All set to savor soft crabs from bay

June 02, 1999|By Rob Kasper

AROUND Memorial Day I got a hankering to eat soft crabs. I also got an urge to enjoy some hard crabs, but that feeling quickly died when I saw the sky-high prices that a bushel of crabs was bringing early in the season.

Moreover, when I checked with a few longtime Mary-landers, they told me what I wanted to hear. Namely that few natives eat hard crabs -- which are likely to be shipped in from Texas or Louisiana -- on Memorial Day. Instead they prefer to dine on soft crabs fresh from the Chesapeake Bay.

I called my sources on the Eastern Shore for a report on the recent sightings of my favorite springtime supper, soft crabs.
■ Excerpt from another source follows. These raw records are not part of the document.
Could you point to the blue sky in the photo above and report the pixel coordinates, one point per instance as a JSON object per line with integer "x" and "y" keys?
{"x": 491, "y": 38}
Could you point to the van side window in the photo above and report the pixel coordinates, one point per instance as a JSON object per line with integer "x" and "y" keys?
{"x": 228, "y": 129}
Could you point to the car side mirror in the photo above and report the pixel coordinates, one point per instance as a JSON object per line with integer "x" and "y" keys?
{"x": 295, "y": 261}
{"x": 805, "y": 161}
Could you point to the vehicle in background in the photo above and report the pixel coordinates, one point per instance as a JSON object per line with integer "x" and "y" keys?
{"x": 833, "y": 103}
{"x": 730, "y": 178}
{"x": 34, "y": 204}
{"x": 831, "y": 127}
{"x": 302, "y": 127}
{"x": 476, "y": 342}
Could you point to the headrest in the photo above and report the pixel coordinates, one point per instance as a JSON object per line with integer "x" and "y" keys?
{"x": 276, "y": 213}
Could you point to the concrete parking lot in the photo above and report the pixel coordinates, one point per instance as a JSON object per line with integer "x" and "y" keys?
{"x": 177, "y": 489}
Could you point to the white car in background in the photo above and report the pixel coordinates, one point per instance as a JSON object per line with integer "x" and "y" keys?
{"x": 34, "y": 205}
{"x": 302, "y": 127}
Down in Crisfield, Carol Haltaman, president of Handy Seafood, told me there was good news and bad news on the soft-crab front. The good news was that the first big slough of the season, when the crabs shed their winter shells, had occurred in mid-May. This meant the warm-weather cycle of crab life -- when crabs emerge from their winter doldrums to eat, mate and frolic in the Chesapeake Bay -- had started.

The bad news was that a nor'easter -- a storm blow-ing in from the northeast -- had arrived on the scene at the same time as the crabs had started shedding their shells. The rough weather prevented watermen from scooping up great numbers of the soft crabs, she said. Crabs will continue to grow and shed their shells throughout the warm weather. So now watermen near Crisfield were waiting for the second "run," or shell-shedding session, an event that should occur in early June, Haltaman said.

When I spoke with C. J. Tolley who operates Meredith & Meredith, a seafood packinghouse in Dorchester County, he told me he had already enjoyed his first soft-crabs feast of the season. His description of a recent Sunday supper made my mouth water.

He told of how 11 adults had gathered around a mound of freshly fried soft crabs. The crabs had been scooped from local waters, cleaned -- their gills, apron, face and "sand bag" are snipped off -- then dipped in seasoned flour and fried in olive oil. The crabs were stacked four or five high in a serving dish, he said, adding that there was plenty of iced tea, with sugar, to go around. "There is not much more," Tolley said of the meal, "that a body could want."

Noting that some folks like to cook soft crabs on the barbecue grill, Tolley said he preferred the traditional time-honored Eastern Shore approach of frying soft crabs. "Or as he put it, "It is hard to beat the old skillet."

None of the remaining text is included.